"The move confirmed earlier reporting from Bloomberg News. The boost will be around $18 billion, according to people familiar with the negotiations who asked not to be named because the information is private. The agreement would see ratepayers contribute half of the money and utility shareholders contribute the other half, according to the people. The proposal is aimed at stabilizing utilities' finances and limiting shareholder losses."
"The move comes after January wildfires that devastated the Los Angeles area put the California Wildfire Fund at risk of being depleted. Potential liabilities from fires in the state have increased risks for utilities such as Edison International and PG&E Corp. Established in 2019 after liabilities from the Camp Fire and other blazes sent PG&E into bankruptcy, the $21 billion fund currently has more than $13 billion in assets, according to the state."

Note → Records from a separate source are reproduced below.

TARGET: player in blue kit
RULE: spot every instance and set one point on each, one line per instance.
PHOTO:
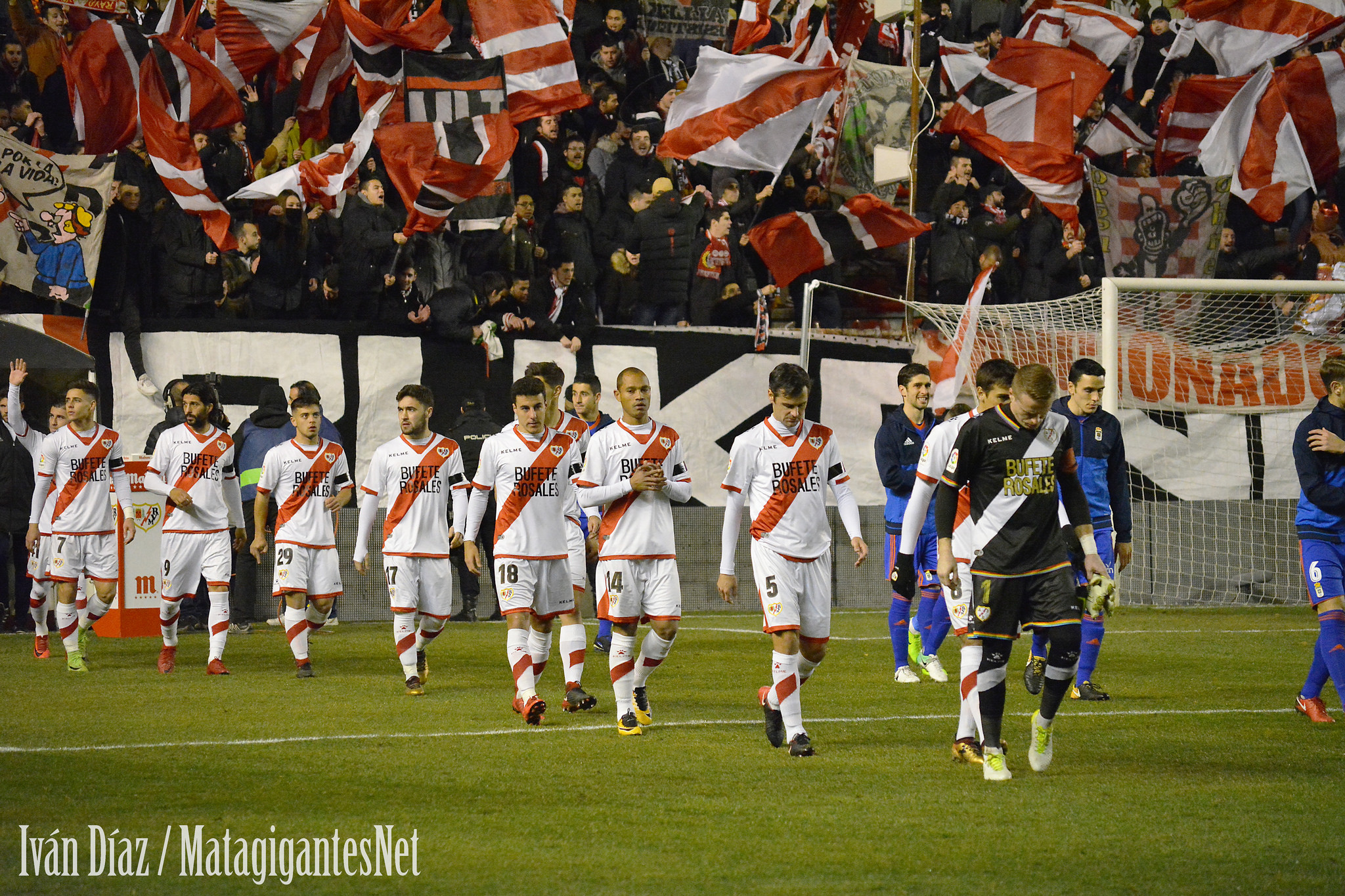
(896, 449)
(1102, 472)
(1320, 461)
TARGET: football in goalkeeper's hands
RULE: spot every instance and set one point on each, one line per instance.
(1102, 595)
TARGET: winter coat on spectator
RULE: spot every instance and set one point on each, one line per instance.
(186, 280)
(565, 314)
(667, 233)
(712, 273)
(571, 233)
(628, 171)
(366, 246)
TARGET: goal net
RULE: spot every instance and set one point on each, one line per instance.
(1214, 379)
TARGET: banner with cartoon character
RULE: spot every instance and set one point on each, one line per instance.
(1160, 226)
(57, 207)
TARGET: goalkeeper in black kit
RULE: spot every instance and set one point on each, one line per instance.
(1012, 458)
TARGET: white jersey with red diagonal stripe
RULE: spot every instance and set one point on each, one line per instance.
(198, 465)
(934, 457)
(533, 492)
(785, 479)
(300, 479)
(639, 524)
(81, 468)
(418, 481)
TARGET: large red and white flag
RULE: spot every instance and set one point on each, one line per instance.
(1317, 89)
(748, 112)
(181, 92)
(252, 34)
(322, 181)
(1243, 34)
(539, 62)
(1188, 114)
(1256, 142)
(1086, 28)
(797, 244)
(1021, 112)
(1115, 133)
(753, 23)
(436, 165)
(102, 81)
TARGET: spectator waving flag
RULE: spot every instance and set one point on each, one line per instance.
(1188, 114)
(181, 91)
(797, 244)
(252, 34)
(322, 179)
(539, 62)
(748, 112)
(1021, 112)
(1317, 88)
(102, 81)
(1243, 34)
(1256, 142)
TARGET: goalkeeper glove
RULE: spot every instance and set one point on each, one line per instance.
(904, 575)
(1102, 595)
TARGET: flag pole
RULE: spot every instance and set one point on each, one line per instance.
(915, 141)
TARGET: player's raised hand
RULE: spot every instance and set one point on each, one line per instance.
(1325, 441)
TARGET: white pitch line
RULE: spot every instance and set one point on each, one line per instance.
(690, 723)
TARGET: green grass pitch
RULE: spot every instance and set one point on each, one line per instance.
(1196, 778)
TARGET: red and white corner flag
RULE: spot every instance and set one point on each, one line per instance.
(322, 179)
(947, 389)
(748, 112)
(1256, 142)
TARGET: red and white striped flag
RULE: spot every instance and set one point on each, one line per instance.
(748, 112)
(1021, 112)
(797, 244)
(539, 62)
(1188, 114)
(1243, 34)
(182, 91)
(1317, 88)
(1256, 142)
(102, 81)
(753, 23)
(322, 181)
(252, 34)
(1115, 133)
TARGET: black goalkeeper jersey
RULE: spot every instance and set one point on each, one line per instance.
(1013, 475)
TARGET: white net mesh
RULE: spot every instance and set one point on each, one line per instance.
(1212, 387)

California lawmakers filed an initial agreement to add roughly $18 billion to the state's wildfire utility fund, with ratepayers and utility shareholders each covering half. The measure was entered into legislative text after a suspended deadline and aims to stabilize utilities' finances and limit shareholder losses. The action follows January wildfires that strained the California Wildfire Fund and heightened liabilities for utilities such as Edison International and PG&E Corp. The fund, created in 2019 after the Camp Fire, is a $21 billion backstop with more than $13 billion in assets and covers damages exceeding $1 billion. The deal needs legislative approval and the governor's signature.